- Born: 1947 (age 77–78) Somerville, Massachusetts, United States
- Education: Harvard University; Dartmouth College; Harvard Medical School;
- Partner: Anne Stuart
- Children: 1
- Scientific career
- Institutions: Harvard Medical School; Stanford University School of Medicine;

= Stephen J. Galli =

American pathologist

Stephen Joseph Galli (born 1947) is an American pathologist who researches mast cells and basophils. He is a member of the National Academy of Medicine, a recipient of the National Institutes of Health MERIT Award, and former co-editor of the Annual Review of Pathology: Mechanisms of Disease.
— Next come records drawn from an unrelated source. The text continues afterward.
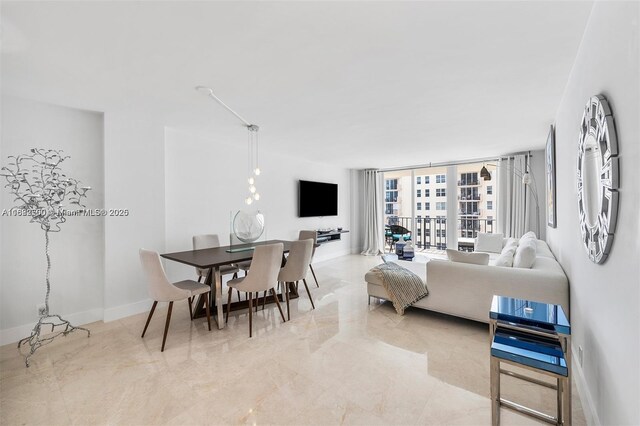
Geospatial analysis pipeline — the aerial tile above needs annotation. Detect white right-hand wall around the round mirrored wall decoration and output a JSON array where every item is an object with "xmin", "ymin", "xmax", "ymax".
[{"xmin": 547, "ymin": 2, "xmax": 640, "ymax": 425}]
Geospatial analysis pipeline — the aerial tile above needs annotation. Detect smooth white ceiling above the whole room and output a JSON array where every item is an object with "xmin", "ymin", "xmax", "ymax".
[{"xmin": 1, "ymin": 1, "xmax": 592, "ymax": 168}]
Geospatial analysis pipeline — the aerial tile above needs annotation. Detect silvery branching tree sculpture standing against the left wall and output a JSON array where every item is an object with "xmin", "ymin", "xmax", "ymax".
[{"xmin": 0, "ymin": 148, "xmax": 91, "ymax": 367}]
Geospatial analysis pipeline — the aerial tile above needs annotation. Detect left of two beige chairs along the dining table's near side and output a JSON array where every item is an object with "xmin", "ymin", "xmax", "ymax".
[{"xmin": 225, "ymin": 243, "xmax": 285, "ymax": 337}]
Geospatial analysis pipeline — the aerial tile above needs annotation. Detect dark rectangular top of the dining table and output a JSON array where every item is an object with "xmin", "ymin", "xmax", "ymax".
[{"xmin": 160, "ymin": 240, "xmax": 291, "ymax": 269}]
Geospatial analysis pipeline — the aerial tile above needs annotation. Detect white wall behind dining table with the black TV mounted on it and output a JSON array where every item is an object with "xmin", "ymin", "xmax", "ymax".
[{"xmin": 165, "ymin": 128, "xmax": 351, "ymax": 279}]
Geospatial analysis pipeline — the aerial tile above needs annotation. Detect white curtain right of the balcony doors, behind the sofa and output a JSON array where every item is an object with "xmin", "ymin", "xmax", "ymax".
[{"xmin": 496, "ymin": 155, "xmax": 531, "ymax": 238}]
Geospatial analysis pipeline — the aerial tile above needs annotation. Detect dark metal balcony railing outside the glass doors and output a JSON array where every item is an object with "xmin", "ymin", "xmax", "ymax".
[{"xmin": 387, "ymin": 216, "xmax": 495, "ymax": 250}]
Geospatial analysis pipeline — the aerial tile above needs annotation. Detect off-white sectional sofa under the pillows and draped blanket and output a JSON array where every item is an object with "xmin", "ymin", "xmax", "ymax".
[{"xmin": 365, "ymin": 240, "xmax": 570, "ymax": 322}]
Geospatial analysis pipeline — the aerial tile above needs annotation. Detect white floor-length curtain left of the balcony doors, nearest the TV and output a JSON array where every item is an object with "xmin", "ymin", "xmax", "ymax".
[{"xmin": 362, "ymin": 170, "xmax": 384, "ymax": 256}]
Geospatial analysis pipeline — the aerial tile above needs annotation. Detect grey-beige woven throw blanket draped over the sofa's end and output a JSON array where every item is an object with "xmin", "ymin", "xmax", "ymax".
[{"xmin": 374, "ymin": 263, "xmax": 429, "ymax": 315}]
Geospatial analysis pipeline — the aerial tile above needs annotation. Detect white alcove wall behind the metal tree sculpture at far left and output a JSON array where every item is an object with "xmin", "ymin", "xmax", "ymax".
[{"xmin": 0, "ymin": 96, "xmax": 104, "ymax": 342}]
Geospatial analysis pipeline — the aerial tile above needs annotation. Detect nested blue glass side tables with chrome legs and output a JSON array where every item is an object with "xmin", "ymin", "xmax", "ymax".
[{"xmin": 489, "ymin": 296, "xmax": 571, "ymax": 426}]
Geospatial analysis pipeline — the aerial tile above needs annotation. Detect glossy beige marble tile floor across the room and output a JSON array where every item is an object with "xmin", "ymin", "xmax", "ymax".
[{"xmin": 0, "ymin": 255, "xmax": 585, "ymax": 425}]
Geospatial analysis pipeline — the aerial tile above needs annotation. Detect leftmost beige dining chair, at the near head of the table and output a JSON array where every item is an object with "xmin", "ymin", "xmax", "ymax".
[{"xmin": 139, "ymin": 249, "xmax": 211, "ymax": 352}]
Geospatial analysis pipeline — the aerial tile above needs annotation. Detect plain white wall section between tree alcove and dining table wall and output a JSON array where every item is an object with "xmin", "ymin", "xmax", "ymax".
[{"xmin": 104, "ymin": 109, "xmax": 165, "ymax": 321}]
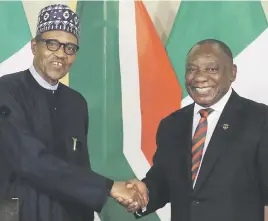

==Early life and education==
Stephen Joseph Galli was born in 1947 in Somerville, Massachusetts to parents Beatrice and Joseph M. Galli.
Galli recalled wanting to be a scientist from a young age; he was initially interested in insects and reptiles and thought he would become a wildlife manager. After finishing his high school diploma at Malden High School, Galli attended Harvard University, graduating in 1968 with a bachelor's degree in biology. He then attended Geisel School of Medicine at Dartmouth College, followed by earning his Doctor of Medicine at Harvard Medical School in 1973.

==Career==
Galli completed his medical residency in anatomic pathology at Massachusetts General Hospital. In 1979 he joined the faculty of Harvard Medical School as an assistant professor of pathology. He was promoted to professor in 1993. In 1999 he joined the faculty of Stanford University School of Medicine as chair of its pathology department and as a professor of pathology, microbiology, and immunology. He completed his tenure as chair in 2016. From 2009 to 2016 he was additionally the co-director of the Stanford Center for Genomics and Personalized Medicine. His lab researches the regulation of basophils and mast cells and the role that these cells play in diseases. He additionally researches allergies, including food allergies, and how they can be monitored and clinically managed. He was a co-editor of the Annual Review of Pathology: Mechanisms of Disease from 2007-2016 and remains on the editorial committee as of 2021.

==Awards and honors==
Galli has received various awards, including the National Institutes of Health MERIT Award in 1995, the Scientific Achievement Award from the World Allergy Organization in 2011, and Rous-Whipple Award from the American Society for Investigative Pathology in 2014. He was the recipient of the prestigious ASIP gold-headed cane award in 2024. In 2019 he received an honorary doctorate from the University of Naples Federico II. He has been elected to scientific societies such as the National Academy of Medicine, Collegium Internationale Allergologicum, and Accademia dei Lincei.

==Personal life==
Galli enjoys writing limericks about his research. While at Massachusetts General Hospital, he met fellow researcher Anne Stuart. He and Stuart married in 1974, had a son, and authored publications together.